Three subtypes of individual rights can be distinguished: the right to life, liberty, and use of private property. The first two of these rights can be considered political rights in contrast with the more restricted right of property use; however, there is an overlap and this can lead to confusion. All three aspects of individual rights are central to ETS [Environmental Tobacco Smoke] but in different ways. It is clear that ETS interferes with an individual’s physical and mental health, and thus can be construed as violating one’s right to life. This interference occurs whether or not ETS is sanctioned by governmental or corporate policies. Another interference caused by those who smoke is that their activity (that is, creating ETS) violates the rights of others to be let alone to pursue their own interests and activities—that is, it harms their liberty. The third individual rights subtype is to use one’s own property as one wishes. This may include producing, marketing, and using a commercial product, such as tobacco. (…)

Failing to stop tobacco use in public places is a violation of the rights of non-smokers, as may be seen by the definition of rights referring to the obligation to act to help others have their rights. Hence tobacco control is a justified way to protect the individual rights of the non-smoker. Indeed, the theories of Robert Nozick, an influential Libertarian philosopher, can be readily used to justify restrictions on smoking in public places.

Katz obviously isn’t very familiar with moral philosophy. I can’t really be bothered arguing against this nonsense. Suffice it to say that harm != rights violation.

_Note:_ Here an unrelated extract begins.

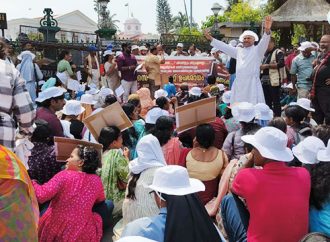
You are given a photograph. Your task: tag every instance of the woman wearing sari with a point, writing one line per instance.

It’s not this confused and/or obscurantist characterization of rights which offends me most, however.

What really grinds my gears is the horribly Machiavellian attitude taken towards individual rights language. Katz argues that it is important for tobacco control advocates to take individual rights seriously not because individual rights are something which ought to be taken seriously, but because it will further their goal of banning smoking in public places. Katz is quite clear that the rights of nonsmokers to not be exposed to secondhand smoke should be placed firmly above the rights of smokers. Katz concludes:

As a general posture, policy should be designed to be responsive to individual rights of both smokers and non-smokers, with right to life/health (that is, rights of non-smokers) having priority. Policy could be framed so that smoking would not be permitted in co-occupied places, such as offices, sidewalks, and parks, but that appropriately informed adults would, with some restrictions, still be entitled to smoke in private. A policy along these lines could serve the cause of tobacco control advocacy by reinforcing further the community’s dedication to the concept of individual rights. Especially commended to advocates is the use of the hierarchy described above (which places life and health above liberty to use property). (…)

Still greater emphasis on individual rights of non-smokers should help maintain or even accelerate progress towards smoke-free air in all public and shared private places.

So individual rights are not something tobacco control advocates need to seriously consider, but rather something to be cynically manipulated to achieve their goals of stopping me from smoking as I walk along the road. I guess I should be happy that in Katz’s utopian society I’ll be permitted – if appropriately informed, of course – to smoke in private. That’s more than some influential people at home and abroad would grant me.